La question de la régulation des systèmes économiques régionaux a été fortement influencée par les
travaux de l’école de la régulation française, représentés, par exemple, par Boyer (1986) et Lipietz
(1986). Le principal apport des régulationnistes, c’est l’idée que l’économique et le politique se
constituent mutuellement par le biais d’un « régime d’accumulation » (expression historiquement et
géographiquement particulière d’un système de production capitaliste) et un « mode de régulation
sociale » (une structure de gouvernance politique ou quasi-politique). Cette idée fut reprise avec
enthousiasme par des géographes qui s’en servirent pour essayer de montrer comment les espaces
industriels anciens et nouveaux, en Amérique du Nord et en Europe de l’Ouest, sont associés à des tissus
complexes d’ordre politico-institutionnel fondant le fonctionnement des systèmes de production locaux,
celui des marchés d’emploi locaux, la formation d’avantages comparatifs, etc. (par exemple Benko,
Lipietz 1995 ; Storper, Scott, 1989).

Parallèlement, et en interaction avec ces multiples influences, des recherches sont menées en France
sur les « systèmes industriels localisés » par une équipe grenobloise sous l’impulsion de Courlet et
Pecqueur  [8], tandis que J. P. Gilly  [9] et ses collaborateurs travaillent sur l’aspect territorial de
l’industrialisation et de l’innovation. On voit naître une école de pensée autour de la notion de
proximité, que je nommerais « école française de l’économie de proximité » avec les contributions
actives de B. Pecqueur, A. Torre, J.-P. Gilly, C. Dupuy, Y. Lung, J.-B. Zimmermann, et G. Colletis, entre
autres. Il s’agit dans leur approche de mettre en valeur les proximités géographiques et
organisationnelles, à travers les institutions et l’apprentissage collectif  [10].
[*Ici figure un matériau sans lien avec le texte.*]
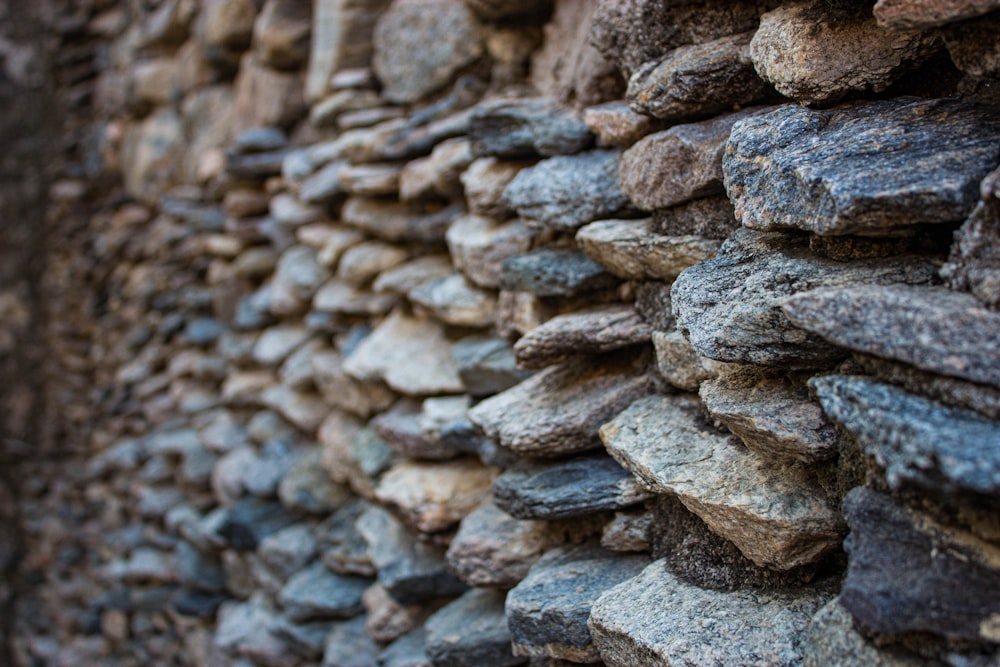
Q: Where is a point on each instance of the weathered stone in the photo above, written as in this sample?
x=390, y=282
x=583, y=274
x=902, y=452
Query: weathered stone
x=658, y=620
x=526, y=127
x=411, y=571
x=547, y=612
x=577, y=487
x=558, y=410
x=634, y=250
x=566, y=192
x=555, y=272
x=773, y=513
x=435, y=496
x=806, y=59
x=771, y=414
x=731, y=306
x=906, y=574
x=697, y=81
x=411, y=355
x=821, y=167
x=421, y=44
x=932, y=328
x=479, y=245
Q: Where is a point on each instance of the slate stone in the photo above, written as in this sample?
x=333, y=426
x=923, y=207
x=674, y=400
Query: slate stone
x=410, y=570
x=817, y=170
x=558, y=411
x=945, y=452
x=935, y=329
x=772, y=414
x=555, y=272
x=568, y=191
x=731, y=306
x=470, y=632
x=526, y=127
x=906, y=574
x=547, y=612
x=316, y=592
x=697, y=81
x=577, y=487
x=635, y=250
x=775, y=514
x=657, y=620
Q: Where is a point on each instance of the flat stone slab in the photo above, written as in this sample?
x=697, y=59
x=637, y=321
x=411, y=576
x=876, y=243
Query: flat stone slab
x=636, y=250
x=944, y=451
x=578, y=487
x=558, y=411
x=906, y=574
x=774, y=514
x=547, y=612
x=825, y=171
x=731, y=306
x=592, y=331
x=658, y=620
x=934, y=329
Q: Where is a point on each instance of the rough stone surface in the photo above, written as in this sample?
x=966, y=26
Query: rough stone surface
x=817, y=170
x=774, y=514
x=731, y=306
x=658, y=620
x=547, y=612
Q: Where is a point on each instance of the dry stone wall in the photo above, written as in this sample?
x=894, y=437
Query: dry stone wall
x=428, y=332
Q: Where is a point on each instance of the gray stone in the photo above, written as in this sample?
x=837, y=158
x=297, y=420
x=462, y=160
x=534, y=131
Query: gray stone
x=731, y=306
x=568, y=191
x=658, y=620
x=634, y=250
x=421, y=44
x=526, y=127
x=821, y=167
x=577, y=487
x=771, y=414
x=555, y=272
x=907, y=574
x=558, y=410
x=547, y=612
x=697, y=81
x=470, y=632
x=773, y=513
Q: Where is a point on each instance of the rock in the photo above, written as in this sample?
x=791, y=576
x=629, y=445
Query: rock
x=558, y=410
x=658, y=620
x=566, y=192
x=773, y=513
x=411, y=355
x=555, y=272
x=435, y=496
x=772, y=414
x=547, y=612
x=935, y=329
x=315, y=592
x=577, y=487
x=409, y=570
x=923, y=14
x=420, y=45
x=822, y=163
x=479, y=246
x=731, y=306
x=697, y=81
x=634, y=250
x=526, y=127
x=942, y=451
x=906, y=574
x=471, y=631
x=592, y=331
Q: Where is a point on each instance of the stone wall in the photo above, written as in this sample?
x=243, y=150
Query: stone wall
x=496, y=332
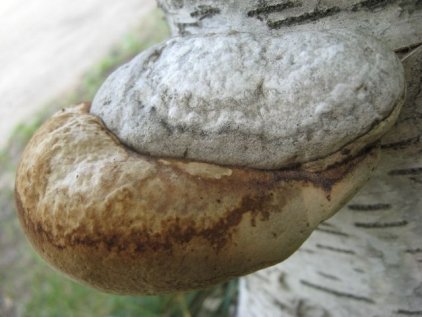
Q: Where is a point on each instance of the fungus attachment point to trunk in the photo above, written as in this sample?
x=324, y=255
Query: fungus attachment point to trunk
x=207, y=157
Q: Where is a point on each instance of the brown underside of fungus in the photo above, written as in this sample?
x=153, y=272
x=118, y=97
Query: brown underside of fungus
x=207, y=157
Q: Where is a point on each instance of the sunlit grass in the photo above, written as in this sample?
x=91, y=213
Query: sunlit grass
x=38, y=290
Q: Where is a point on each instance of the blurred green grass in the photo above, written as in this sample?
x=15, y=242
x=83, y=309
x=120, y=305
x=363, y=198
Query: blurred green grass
x=35, y=289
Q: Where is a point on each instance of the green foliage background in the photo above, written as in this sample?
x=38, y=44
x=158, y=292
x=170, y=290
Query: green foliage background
x=28, y=287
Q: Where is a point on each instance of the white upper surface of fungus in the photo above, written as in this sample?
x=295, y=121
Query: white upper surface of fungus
x=251, y=99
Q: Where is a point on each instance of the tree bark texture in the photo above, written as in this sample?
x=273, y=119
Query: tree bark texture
x=367, y=259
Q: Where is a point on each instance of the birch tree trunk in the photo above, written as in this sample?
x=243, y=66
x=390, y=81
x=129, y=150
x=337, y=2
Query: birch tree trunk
x=366, y=260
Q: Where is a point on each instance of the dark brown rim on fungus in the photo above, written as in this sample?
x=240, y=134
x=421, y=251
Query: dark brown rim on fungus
x=133, y=224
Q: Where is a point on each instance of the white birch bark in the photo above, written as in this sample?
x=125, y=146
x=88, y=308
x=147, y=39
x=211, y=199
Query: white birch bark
x=366, y=260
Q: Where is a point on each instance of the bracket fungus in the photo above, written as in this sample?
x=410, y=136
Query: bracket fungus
x=207, y=157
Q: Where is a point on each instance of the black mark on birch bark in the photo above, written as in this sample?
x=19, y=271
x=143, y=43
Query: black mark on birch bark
x=372, y=4
x=338, y=293
x=413, y=251
x=304, y=18
x=369, y=207
x=381, y=225
x=335, y=249
x=267, y=9
x=182, y=27
x=205, y=12
x=407, y=171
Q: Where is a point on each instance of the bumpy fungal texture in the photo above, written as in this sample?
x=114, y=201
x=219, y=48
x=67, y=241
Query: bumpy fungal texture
x=252, y=100
x=134, y=224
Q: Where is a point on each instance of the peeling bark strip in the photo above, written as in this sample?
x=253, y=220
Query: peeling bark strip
x=338, y=293
x=381, y=225
x=304, y=18
x=370, y=207
x=372, y=4
x=334, y=249
x=402, y=144
x=329, y=276
x=267, y=9
x=407, y=171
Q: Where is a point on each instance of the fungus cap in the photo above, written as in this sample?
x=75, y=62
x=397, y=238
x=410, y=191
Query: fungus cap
x=132, y=224
x=207, y=158
x=252, y=100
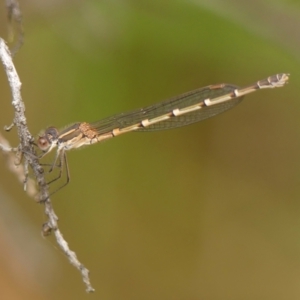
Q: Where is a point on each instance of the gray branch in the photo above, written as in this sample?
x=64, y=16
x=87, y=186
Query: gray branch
x=26, y=151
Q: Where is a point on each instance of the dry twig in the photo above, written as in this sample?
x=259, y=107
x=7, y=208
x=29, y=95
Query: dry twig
x=27, y=150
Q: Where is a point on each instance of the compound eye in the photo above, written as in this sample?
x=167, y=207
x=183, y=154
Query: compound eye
x=43, y=143
x=51, y=134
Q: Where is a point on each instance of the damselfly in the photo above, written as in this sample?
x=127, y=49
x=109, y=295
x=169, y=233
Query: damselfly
x=179, y=111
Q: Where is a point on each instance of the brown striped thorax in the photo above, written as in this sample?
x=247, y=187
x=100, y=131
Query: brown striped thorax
x=188, y=108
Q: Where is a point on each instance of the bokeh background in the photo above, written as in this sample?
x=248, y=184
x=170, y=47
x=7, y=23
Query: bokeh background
x=208, y=211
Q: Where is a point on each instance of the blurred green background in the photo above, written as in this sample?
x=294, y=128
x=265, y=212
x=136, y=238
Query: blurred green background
x=208, y=211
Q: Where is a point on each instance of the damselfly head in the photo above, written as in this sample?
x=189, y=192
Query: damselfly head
x=47, y=138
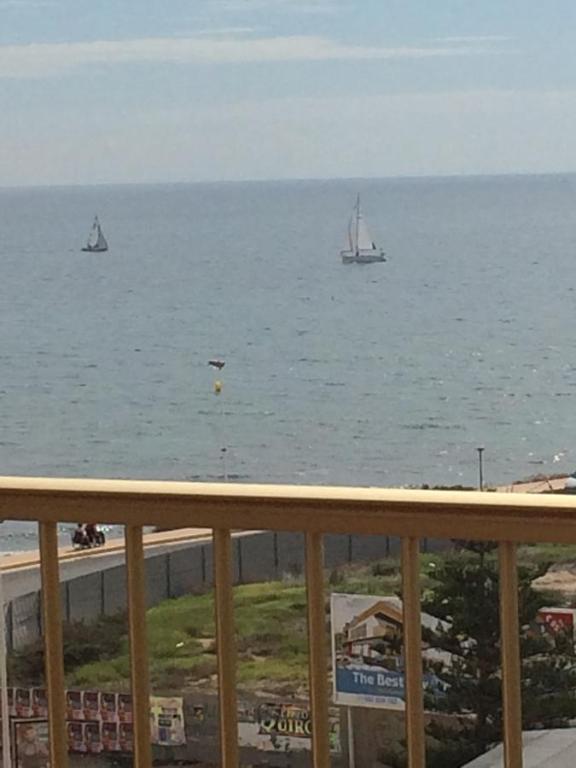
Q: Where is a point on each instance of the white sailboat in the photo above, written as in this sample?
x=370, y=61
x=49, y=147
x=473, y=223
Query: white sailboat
x=96, y=240
x=362, y=249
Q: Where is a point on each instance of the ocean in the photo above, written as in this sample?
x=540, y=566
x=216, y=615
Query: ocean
x=379, y=375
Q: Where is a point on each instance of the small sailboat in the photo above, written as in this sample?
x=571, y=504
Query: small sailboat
x=362, y=249
x=96, y=240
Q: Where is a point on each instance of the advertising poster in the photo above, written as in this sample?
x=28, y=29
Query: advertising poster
x=76, y=741
x=556, y=622
x=91, y=705
x=126, y=737
x=31, y=743
x=125, y=707
x=92, y=738
x=108, y=707
x=367, y=637
x=110, y=737
x=278, y=727
x=74, y=709
x=167, y=721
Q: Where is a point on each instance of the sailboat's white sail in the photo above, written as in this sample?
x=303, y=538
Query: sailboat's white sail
x=101, y=244
x=362, y=249
x=363, y=242
x=96, y=239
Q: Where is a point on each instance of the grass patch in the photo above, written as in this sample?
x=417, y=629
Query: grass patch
x=271, y=631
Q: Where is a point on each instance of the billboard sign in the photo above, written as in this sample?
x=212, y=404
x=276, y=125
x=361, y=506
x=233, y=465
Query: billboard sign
x=367, y=658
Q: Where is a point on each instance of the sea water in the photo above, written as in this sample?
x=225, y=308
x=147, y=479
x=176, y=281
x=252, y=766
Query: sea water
x=386, y=374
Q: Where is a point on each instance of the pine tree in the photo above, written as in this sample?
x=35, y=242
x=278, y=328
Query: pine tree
x=464, y=593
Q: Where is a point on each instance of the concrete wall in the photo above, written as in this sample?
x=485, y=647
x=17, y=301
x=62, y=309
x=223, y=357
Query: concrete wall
x=257, y=557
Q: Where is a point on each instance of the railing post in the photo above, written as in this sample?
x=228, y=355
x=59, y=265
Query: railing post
x=411, y=597
x=54, y=655
x=318, y=662
x=510, y=650
x=139, y=667
x=226, y=647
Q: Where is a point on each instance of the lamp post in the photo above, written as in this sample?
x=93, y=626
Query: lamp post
x=480, y=469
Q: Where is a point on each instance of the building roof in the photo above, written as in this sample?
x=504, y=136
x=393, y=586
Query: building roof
x=542, y=749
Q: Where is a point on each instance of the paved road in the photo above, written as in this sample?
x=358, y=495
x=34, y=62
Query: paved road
x=539, y=486
x=21, y=571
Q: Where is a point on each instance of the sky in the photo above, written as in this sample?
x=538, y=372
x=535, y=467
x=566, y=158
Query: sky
x=114, y=91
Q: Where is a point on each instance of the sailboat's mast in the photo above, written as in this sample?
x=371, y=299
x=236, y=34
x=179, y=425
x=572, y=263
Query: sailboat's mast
x=357, y=223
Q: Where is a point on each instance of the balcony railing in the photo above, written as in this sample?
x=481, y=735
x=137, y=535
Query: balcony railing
x=411, y=515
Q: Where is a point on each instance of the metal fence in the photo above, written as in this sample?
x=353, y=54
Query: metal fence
x=315, y=512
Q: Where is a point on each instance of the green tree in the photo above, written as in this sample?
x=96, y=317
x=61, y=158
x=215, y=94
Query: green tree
x=464, y=593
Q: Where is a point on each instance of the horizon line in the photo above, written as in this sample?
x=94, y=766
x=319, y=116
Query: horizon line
x=286, y=180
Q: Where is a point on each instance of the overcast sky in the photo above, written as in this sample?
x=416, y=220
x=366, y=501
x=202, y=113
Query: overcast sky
x=96, y=91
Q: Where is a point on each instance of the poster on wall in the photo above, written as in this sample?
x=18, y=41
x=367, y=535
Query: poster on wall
x=108, y=707
x=167, y=721
x=91, y=705
x=93, y=738
x=74, y=709
x=31, y=743
x=76, y=741
x=125, y=707
x=558, y=623
x=282, y=727
x=110, y=737
x=367, y=637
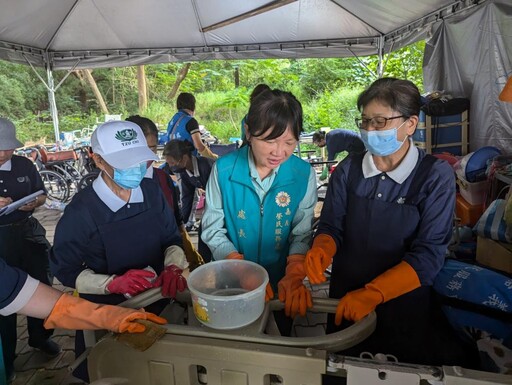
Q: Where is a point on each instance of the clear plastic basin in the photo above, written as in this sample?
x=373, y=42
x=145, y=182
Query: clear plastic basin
x=228, y=294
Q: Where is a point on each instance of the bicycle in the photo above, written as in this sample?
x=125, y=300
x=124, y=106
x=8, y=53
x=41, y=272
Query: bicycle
x=55, y=184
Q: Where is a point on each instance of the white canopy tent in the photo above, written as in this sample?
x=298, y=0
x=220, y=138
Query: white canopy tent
x=69, y=34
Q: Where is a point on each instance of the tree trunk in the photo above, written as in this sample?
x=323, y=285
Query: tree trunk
x=182, y=73
x=237, y=77
x=143, y=92
x=88, y=75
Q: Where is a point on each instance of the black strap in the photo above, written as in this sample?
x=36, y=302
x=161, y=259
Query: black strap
x=476, y=308
x=420, y=176
x=176, y=126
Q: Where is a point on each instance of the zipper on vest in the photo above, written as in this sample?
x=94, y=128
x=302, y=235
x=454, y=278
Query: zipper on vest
x=261, y=229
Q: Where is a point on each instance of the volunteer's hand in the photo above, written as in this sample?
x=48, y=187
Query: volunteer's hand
x=394, y=282
x=71, y=312
x=357, y=304
x=296, y=297
x=171, y=280
x=319, y=257
x=129, y=322
x=132, y=282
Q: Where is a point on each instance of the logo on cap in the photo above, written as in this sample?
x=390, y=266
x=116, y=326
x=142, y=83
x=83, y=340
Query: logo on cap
x=126, y=135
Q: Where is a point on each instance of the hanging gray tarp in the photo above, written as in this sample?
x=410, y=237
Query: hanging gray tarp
x=107, y=33
x=470, y=55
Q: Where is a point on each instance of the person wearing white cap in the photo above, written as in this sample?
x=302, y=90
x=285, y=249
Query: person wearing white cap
x=22, y=239
x=118, y=237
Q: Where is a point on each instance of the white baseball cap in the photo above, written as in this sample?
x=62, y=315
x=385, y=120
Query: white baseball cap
x=122, y=144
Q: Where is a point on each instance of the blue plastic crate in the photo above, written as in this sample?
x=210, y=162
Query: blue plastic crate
x=442, y=133
x=439, y=135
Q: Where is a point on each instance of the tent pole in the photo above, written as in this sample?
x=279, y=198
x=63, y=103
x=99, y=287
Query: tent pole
x=53, y=105
x=380, y=67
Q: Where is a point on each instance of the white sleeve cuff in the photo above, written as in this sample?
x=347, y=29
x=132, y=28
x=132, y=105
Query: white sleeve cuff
x=88, y=282
x=26, y=292
x=174, y=255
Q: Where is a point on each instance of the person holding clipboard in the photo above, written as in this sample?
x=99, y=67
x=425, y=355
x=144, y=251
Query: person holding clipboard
x=22, y=239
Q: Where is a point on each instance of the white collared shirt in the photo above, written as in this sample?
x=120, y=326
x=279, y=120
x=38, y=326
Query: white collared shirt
x=399, y=174
x=108, y=197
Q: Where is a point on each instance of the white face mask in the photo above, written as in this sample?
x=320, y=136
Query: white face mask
x=130, y=178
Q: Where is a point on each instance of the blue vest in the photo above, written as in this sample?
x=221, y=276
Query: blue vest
x=177, y=128
x=260, y=230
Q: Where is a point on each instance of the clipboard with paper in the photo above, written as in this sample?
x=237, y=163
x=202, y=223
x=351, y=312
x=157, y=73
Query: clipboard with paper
x=20, y=202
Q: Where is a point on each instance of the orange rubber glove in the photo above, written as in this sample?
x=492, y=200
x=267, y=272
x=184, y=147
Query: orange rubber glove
x=76, y=313
x=269, y=293
x=319, y=257
x=291, y=290
x=133, y=282
x=171, y=280
x=392, y=283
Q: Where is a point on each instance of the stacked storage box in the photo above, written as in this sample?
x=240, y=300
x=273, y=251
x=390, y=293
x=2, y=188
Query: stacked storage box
x=436, y=134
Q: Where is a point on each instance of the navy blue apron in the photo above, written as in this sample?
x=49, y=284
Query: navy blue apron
x=377, y=235
x=128, y=245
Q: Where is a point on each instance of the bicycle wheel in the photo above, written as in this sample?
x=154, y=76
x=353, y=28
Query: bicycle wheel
x=56, y=185
x=87, y=180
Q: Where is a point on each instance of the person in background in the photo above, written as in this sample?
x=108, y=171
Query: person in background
x=22, y=239
x=260, y=201
x=194, y=173
x=167, y=185
x=338, y=140
x=118, y=236
x=183, y=125
x=385, y=225
x=255, y=92
x=22, y=294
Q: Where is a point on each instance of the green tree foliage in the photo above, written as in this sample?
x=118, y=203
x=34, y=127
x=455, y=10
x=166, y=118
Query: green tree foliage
x=327, y=89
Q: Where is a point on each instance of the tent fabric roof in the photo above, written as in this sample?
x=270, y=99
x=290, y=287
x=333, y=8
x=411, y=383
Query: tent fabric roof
x=105, y=33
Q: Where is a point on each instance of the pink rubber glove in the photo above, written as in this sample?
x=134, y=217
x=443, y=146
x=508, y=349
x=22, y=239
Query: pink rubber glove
x=132, y=282
x=171, y=280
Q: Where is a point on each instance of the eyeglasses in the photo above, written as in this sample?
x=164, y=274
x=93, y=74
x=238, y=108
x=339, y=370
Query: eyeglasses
x=377, y=122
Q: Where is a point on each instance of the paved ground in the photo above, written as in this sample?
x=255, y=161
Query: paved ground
x=34, y=368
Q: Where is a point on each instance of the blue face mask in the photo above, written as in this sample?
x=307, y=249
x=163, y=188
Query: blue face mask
x=177, y=170
x=382, y=143
x=130, y=178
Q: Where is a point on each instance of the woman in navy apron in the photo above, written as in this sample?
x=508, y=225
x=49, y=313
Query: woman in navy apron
x=118, y=237
x=22, y=239
x=385, y=226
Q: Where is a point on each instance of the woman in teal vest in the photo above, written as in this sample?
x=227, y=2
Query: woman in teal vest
x=260, y=201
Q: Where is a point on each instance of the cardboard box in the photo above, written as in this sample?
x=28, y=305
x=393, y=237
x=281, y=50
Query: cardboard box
x=467, y=213
x=497, y=255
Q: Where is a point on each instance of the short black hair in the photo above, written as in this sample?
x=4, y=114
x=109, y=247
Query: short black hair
x=258, y=90
x=147, y=126
x=178, y=148
x=186, y=101
x=276, y=110
x=401, y=95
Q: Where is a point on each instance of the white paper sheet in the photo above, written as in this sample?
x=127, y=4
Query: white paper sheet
x=20, y=202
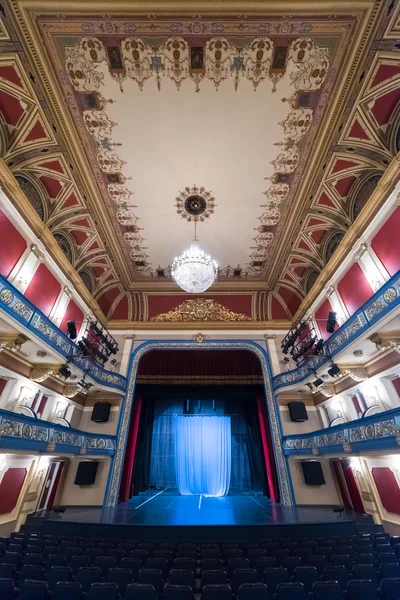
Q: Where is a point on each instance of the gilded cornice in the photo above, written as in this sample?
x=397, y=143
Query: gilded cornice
x=360, y=44
x=25, y=12
x=368, y=213
x=41, y=231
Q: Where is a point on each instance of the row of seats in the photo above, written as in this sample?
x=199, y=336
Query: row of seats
x=190, y=566
x=322, y=590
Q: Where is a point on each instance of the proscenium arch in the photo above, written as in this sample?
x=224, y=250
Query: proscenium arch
x=114, y=479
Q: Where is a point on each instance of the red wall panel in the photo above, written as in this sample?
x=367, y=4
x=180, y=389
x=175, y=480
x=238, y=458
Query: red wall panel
x=121, y=311
x=386, y=243
x=10, y=489
x=73, y=313
x=3, y=383
x=321, y=316
x=43, y=290
x=161, y=304
x=354, y=288
x=12, y=245
x=388, y=489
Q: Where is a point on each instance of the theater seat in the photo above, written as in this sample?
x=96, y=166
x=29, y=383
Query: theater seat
x=273, y=577
x=390, y=570
x=86, y=576
x=103, y=591
x=253, y=591
x=153, y=577
x=215, y=592
x=291, y=591
x=327, y=590
x=138, y=591
x=390, y=588
x=243, y=576
x=57, y=574
x=8, y=591
x=33, y=590
x=361, y=589
x=181, y=577
x=307, y=576
x=216, y=577
x=177, y=592
x=122, y=577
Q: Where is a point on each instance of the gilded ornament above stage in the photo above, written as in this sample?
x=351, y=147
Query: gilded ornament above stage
x=200, y=310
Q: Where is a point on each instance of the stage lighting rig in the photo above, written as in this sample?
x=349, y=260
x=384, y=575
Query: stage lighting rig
x=63, y=371
x=332, y=323
x=71, y=330
x=334, y=371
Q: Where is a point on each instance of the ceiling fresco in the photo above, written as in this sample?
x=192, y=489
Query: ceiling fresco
x=271, y=131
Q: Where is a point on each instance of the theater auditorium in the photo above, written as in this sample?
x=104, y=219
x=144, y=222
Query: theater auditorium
x=199, y=300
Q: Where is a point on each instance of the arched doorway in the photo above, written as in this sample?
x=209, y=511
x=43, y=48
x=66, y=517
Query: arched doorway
x=237, y=364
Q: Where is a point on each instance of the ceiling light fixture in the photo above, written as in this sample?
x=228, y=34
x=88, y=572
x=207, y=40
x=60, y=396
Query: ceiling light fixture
x=194, y=270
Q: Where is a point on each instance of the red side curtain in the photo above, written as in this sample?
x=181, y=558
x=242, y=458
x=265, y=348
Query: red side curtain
x=129, y=461
x=352, y=487
x=268, y=451
x=339, y=478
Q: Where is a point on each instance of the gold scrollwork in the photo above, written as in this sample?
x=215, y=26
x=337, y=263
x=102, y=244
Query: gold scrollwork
x=200, y=310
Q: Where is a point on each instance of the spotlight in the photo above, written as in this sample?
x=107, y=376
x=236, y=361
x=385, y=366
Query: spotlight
x=319, y=346
x=332, y=322
x=63, y=371
x=334, y=371
x=71, y=329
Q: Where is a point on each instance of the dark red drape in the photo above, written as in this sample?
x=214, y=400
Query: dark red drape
x=352, y=487
x=129, y=461
x=339, y=478
x=268, y=450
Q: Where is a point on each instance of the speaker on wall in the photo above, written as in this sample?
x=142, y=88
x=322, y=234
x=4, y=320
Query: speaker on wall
x=298, y=412
x=101, y=412
x=86, y=473
x=312, y=471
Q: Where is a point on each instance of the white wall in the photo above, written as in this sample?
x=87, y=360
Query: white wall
x=108, y=428
x=309, y=494
x=289, y=427
x=85, y=495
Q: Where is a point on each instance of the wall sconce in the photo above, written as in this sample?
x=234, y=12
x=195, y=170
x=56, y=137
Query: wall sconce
x=355, y=464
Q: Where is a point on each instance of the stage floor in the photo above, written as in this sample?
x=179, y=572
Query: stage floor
x=168, y=508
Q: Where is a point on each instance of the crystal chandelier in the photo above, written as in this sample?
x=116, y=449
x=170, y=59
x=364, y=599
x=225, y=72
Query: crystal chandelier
x=194, y=270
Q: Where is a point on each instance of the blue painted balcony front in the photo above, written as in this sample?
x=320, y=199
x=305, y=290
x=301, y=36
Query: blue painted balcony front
x=377, y=432
x=24, y=312
x=384, y=301
x=18, y=432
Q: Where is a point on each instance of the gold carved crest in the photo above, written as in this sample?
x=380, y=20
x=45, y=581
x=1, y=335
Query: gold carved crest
x=200, y=310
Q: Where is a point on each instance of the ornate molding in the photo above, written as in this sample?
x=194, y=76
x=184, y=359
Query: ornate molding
x=328, y=390
x=70, y=391
x=37, y=252
x=41, y=372
x=12, y=342
x=356, y=373
x=200, y=310
x=273, y=410
x=386, y=340
x=200, y=337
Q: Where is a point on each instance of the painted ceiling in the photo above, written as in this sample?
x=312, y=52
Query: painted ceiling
x=269, y=130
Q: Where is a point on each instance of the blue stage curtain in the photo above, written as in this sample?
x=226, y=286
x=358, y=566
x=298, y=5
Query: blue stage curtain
x=203, y=455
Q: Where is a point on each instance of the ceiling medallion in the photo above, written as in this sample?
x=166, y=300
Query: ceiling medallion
x=200, y=309
x=195, y=204
x=194, y=270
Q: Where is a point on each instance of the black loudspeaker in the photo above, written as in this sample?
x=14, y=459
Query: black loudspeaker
x=101, y=412
x=86, y=473
x=298, y=412
x=312, y=471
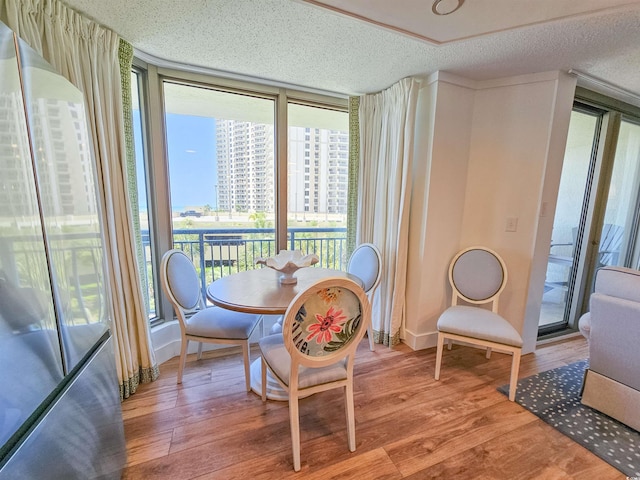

En outre, les économistes ont construit une nouvelle approche en économie spatiale : la nouvelle
économie géographique. Les travaux de Krugman, Fujita ou Venables ont immédiatement trouvé écho
en France, et J.-F. Thisse, G. Duranton ou P.-H. Derycke donnent une nouvelle vision à la science
régionale. Ils travaillent sur les méthodes, réexaminent et renouvellent les théories classiques et
innovent, mais en négligeant le rôle des institutions et le tissu social. Il est question d’espace et
d’économie, mais rarement de territoire, de société et d’économie.